Safety Factories Manifesto

The development of software-defined systems is characterized by automation and incrementality, enabled by:


- a high degree of content formalization – X-as-Code,

- no islands of content – mono-repositories,

- single source of truth – every piece of information is saved exactly once to avoid redundancies,

- discipline and rigour – reviews and quality checks enforced as preconditions for merging into the mainline.


Today's practice of engineering safety-critical systems often appears quite different, involving multiple tools with weakly formalized content that are isolated from each other and from the system development tools. This leads to several issues, such as:


- manual work is needed even where automation would be possible - waste brain cycles,

- fine-grained reproducible builds are hard to achieve - low reproducibility,

- system / software / safety engineers work in decoupled tooling - building silos,

- informal safety documentation (plain text and pictures),

- assessors are given documents as opposed to having the possibility to query directly on models.


Consequently, there is considerable potential in safety engineering methods and tooling to learn from success stories in software engineering.
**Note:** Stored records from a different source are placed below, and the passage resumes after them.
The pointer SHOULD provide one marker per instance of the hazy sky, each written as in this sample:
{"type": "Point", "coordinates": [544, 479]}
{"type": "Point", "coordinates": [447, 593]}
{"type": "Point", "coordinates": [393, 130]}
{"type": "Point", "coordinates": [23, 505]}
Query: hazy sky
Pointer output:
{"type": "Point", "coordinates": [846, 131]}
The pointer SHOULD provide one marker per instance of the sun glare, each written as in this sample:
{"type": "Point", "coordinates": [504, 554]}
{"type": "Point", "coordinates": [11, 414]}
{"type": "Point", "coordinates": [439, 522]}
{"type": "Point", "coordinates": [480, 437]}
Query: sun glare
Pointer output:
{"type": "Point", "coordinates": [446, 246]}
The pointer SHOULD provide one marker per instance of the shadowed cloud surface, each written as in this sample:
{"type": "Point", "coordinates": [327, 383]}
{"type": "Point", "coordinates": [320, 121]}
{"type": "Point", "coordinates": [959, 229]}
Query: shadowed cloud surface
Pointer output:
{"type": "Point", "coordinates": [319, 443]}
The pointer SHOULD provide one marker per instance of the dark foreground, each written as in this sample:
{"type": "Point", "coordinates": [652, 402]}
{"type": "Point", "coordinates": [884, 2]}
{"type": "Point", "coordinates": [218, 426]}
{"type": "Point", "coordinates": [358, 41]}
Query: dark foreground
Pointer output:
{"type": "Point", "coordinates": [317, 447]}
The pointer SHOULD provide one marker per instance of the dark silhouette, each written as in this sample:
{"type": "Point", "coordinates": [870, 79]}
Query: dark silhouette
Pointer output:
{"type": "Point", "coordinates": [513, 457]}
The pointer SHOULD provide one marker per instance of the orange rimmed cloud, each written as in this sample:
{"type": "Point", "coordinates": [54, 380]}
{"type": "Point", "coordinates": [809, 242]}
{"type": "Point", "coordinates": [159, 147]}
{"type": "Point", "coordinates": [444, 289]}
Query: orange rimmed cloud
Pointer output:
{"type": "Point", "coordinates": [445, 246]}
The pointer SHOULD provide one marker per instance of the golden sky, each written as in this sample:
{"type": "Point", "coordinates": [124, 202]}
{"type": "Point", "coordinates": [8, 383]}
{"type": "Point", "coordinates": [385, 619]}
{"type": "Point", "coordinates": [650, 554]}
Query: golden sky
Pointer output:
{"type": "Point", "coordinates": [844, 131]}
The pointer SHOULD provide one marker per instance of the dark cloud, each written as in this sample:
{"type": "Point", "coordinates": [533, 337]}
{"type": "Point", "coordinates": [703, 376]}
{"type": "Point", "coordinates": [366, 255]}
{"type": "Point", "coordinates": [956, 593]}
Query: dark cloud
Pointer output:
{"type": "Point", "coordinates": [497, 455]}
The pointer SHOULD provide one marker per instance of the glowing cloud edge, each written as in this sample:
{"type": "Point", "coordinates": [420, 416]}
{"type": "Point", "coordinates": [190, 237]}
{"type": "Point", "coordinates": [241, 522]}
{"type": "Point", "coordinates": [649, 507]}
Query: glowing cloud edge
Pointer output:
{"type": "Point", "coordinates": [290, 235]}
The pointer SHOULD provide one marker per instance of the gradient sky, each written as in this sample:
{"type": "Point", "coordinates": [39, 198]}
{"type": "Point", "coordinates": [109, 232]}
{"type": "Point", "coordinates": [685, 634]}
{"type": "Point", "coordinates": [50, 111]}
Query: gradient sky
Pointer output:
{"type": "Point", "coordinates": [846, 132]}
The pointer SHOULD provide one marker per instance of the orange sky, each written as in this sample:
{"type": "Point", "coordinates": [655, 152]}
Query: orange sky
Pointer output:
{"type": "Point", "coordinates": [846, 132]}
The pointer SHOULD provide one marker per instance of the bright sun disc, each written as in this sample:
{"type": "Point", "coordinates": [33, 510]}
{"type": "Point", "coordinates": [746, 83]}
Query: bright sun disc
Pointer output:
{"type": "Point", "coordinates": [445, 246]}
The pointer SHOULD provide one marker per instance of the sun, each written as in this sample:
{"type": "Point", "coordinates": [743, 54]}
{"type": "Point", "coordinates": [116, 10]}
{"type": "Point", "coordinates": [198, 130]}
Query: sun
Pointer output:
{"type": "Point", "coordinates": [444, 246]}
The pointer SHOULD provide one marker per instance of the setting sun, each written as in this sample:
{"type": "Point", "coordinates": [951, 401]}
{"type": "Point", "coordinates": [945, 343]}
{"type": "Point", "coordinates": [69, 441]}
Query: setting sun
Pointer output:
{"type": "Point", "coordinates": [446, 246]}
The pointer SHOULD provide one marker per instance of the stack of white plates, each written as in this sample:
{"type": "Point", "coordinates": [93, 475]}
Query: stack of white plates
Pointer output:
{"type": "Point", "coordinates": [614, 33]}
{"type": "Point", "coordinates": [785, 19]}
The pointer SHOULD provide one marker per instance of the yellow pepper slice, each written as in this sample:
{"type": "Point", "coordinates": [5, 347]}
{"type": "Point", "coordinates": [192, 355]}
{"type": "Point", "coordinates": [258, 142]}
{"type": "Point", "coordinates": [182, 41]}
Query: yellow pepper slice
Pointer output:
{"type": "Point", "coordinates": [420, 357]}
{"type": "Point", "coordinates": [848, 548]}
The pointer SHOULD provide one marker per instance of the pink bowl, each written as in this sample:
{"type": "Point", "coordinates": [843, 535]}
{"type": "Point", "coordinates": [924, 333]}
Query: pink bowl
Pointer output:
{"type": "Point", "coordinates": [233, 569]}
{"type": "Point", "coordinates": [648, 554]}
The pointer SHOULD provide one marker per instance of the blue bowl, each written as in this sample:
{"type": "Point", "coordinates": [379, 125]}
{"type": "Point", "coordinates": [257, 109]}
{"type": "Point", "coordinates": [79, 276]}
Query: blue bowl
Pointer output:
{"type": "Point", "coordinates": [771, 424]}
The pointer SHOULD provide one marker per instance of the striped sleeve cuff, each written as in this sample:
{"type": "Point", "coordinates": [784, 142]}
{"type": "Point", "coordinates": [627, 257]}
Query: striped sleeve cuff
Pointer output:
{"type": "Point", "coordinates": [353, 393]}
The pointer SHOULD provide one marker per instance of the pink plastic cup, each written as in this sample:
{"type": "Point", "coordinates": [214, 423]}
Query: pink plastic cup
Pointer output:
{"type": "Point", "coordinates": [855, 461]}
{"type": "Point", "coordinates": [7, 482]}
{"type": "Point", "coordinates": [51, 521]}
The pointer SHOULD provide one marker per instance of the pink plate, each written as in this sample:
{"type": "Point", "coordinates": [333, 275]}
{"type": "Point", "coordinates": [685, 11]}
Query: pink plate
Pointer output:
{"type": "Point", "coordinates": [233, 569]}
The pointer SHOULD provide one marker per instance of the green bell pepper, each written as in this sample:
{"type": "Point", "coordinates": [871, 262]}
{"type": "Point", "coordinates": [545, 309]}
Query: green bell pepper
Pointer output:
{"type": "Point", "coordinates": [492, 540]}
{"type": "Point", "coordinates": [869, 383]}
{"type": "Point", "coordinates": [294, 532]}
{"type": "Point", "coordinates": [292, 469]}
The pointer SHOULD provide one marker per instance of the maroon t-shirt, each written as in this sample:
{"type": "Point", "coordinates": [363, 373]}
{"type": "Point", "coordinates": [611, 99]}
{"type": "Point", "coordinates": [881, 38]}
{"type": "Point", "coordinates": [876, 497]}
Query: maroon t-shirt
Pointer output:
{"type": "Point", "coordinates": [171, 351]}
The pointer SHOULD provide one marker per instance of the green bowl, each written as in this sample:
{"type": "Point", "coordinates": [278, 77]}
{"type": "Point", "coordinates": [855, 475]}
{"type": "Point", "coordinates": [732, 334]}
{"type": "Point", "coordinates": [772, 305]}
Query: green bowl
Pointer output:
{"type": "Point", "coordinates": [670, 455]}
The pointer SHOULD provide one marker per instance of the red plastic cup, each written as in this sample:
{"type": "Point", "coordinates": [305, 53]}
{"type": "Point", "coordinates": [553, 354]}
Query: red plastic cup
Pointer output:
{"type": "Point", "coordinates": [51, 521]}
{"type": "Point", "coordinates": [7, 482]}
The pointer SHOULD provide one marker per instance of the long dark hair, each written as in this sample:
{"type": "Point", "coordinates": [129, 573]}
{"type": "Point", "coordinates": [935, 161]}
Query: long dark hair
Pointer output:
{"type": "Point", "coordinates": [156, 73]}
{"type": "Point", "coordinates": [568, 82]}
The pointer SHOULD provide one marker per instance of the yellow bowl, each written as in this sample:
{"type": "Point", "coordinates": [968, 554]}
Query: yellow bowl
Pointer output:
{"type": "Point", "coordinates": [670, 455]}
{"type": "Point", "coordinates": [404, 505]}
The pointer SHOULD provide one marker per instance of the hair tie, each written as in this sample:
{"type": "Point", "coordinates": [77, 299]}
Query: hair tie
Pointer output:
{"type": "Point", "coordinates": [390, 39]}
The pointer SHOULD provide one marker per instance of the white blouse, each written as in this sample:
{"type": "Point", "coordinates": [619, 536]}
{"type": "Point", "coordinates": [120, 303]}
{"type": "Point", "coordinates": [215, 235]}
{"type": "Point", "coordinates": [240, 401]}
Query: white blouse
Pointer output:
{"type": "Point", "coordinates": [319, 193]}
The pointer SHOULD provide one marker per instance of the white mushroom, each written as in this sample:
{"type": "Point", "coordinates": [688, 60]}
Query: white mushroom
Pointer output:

To this end, we propose safety factories, designed to support the agile development of safety-critical systems. Key characteristics of safety factories:


- Safety as Code: express all safety work products by using semantically rich languages;

- Integration: store all safety work products along the code, tests and design artefacts;

- Single Source of Truth: each information is saved exactly once and views are generated automatically;

- Automated Impact Analysis: use systems‘ safety case as semantically enriched traceability mechanism;

- Safety Builds: the success of a system build is demonstrated by a closed safety case;

- Eventually Consistent Safety Cases: inconsistencies are temporary allowed but need to be explicit;

- Live Documentation Close to Content: pictures, etc, are generated based on the used models;

- Company-wide Safety Mindset: every role is aware of its contribution to the safety case;

- Accountability and Ownership: who created, verified, changed, based on whose request, and when the step was completed.